Ace: I’m glad we didn’t, because it’s probably one of the most recognizable rock logos in the world. I think it’s probably number three. There’s a website that rates all the rock logos, and we’re definitely in the top ten.

Eric: Yeah, but the swastika is also recognizable and that doesn’t mean Coldplay should use it in their name.

Ace: I’m still glad we didn’t change it. And I’ll go on record saying it wasn’t modeled after Hitler or Nazis. It was just cool lightning bolts.

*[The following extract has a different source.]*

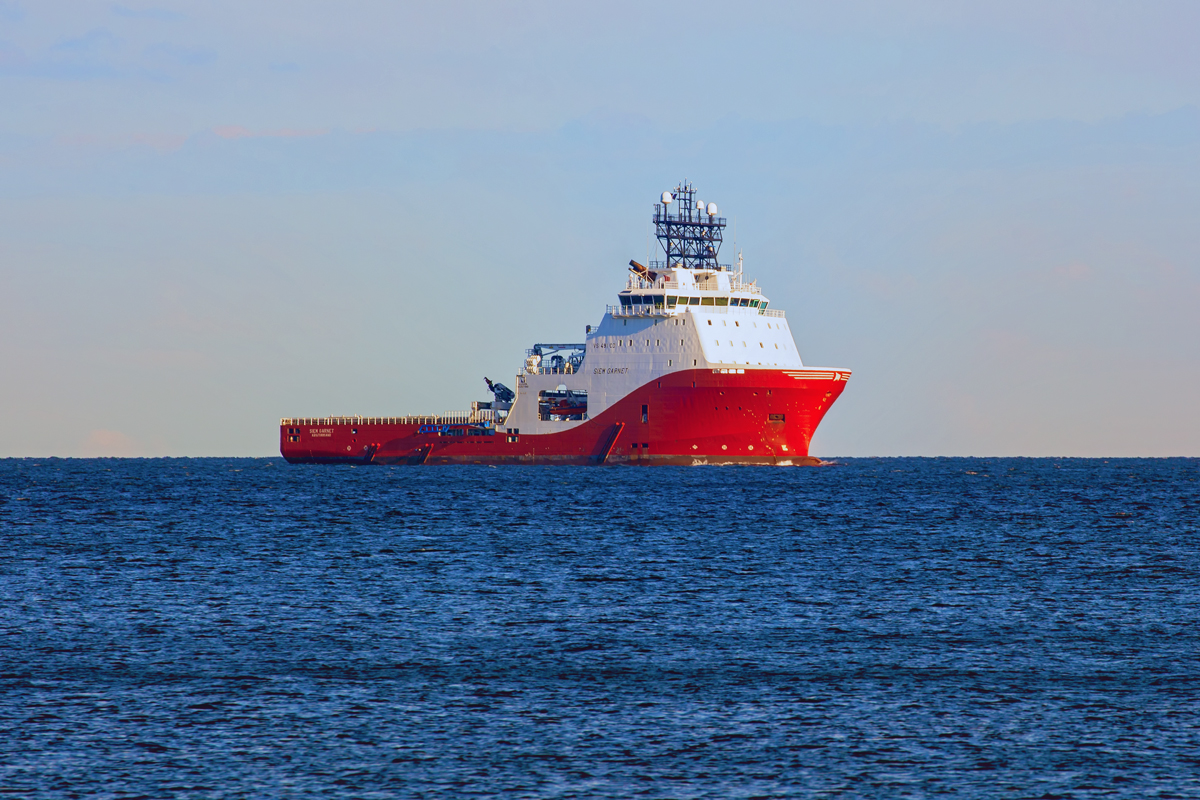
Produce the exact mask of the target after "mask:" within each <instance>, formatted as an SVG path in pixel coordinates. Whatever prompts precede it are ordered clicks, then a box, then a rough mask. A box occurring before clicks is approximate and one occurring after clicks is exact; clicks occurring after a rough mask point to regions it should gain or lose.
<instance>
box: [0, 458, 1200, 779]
mask: <svg viewBox="0 0 1200 800" xmlns="http://www.w3.org/2000/svg"><path fill="white" fill-rule="evenodd" d="M0 546H2V560H0V793H2V794H6V796H17V798H230V799H233V798H475V796H487V798H490V796H503V798H930V796H943V795H944V796H960V798H1139V799H1140V798H1200V461H1198V459H1108V461H1103V459H1024V458H998V459H961V458H958V459H950V458H947V459H942V458H938V459H910V458H896V459H846V461H842V462H840V463H836V464H833V465H828V467H820V468H802V469H770V468H649V469H638V468H499V469H497V468H486V467H457V468H451V467H448V468H438V467H433V468H386V467H372V468H332V467H289V465H287V464H284V463H283V462H281V461H278V459H215V458H206V459H91V461H58V459H8V461H0Z"/></svg>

Eric: What about that time when you purportedly burst into Gene’s hotel room while wearing a full Nazi uniform and started shouting “Sieg Heil” at him?

Ace: Well for one thing, it wasn’t just me. Paul and Peter were there too. They were all dressed as Nazis.

Eric: Okay, I didn’t know that, but I’m not sure if that makes it less creepy or weird.

Ace: We had gone to a toy store in Japan and there was all these old Nazi uniforms. We ended up buying a bunch of them as a joke. We had a few drinks and we dressed up in the uniforms, and we were taking a few pictures, admiring them, and somebody said, “Hey, let’s knock on Gene’s room and surprise him.” In retrospect it was really not a cool thing to do. I think he was caught off guard.

Eric: I’m sure anybody visited by three Nazi officers in the middle of the night would be a little confused and freaked out.

Ace: Yeah, but Gene’s mom was in a concentration camp. In hindsight, I feel bad about it. It probably brought back some negative memories for him. But when you’re in the heat of the moment sometimes, you don’t realize that you’re doing something that could hurt somebody. I want to go on record saying I don’t believe in Hitler or his ideology or anything he stood for.

Rock and Roll Over, KISS album art
Rock and Roll Over, 1976, designed by Michael Doret

Read the full interview on MTV.

In a 2014 interview for the NY Post, KISS’ Paul Stanley referred to Ace Frehley and fellow band member Peter Criss as anti-semitic.

Less controversially, here’s Paul Stanley talking about using a ruler to sharpen the lines of Ace’s logo design.

As an aside, it was after seeing the KISS logo at the age of seven when the previously featured Lord of the Logos, Christophe Szpajdel began his interest in design.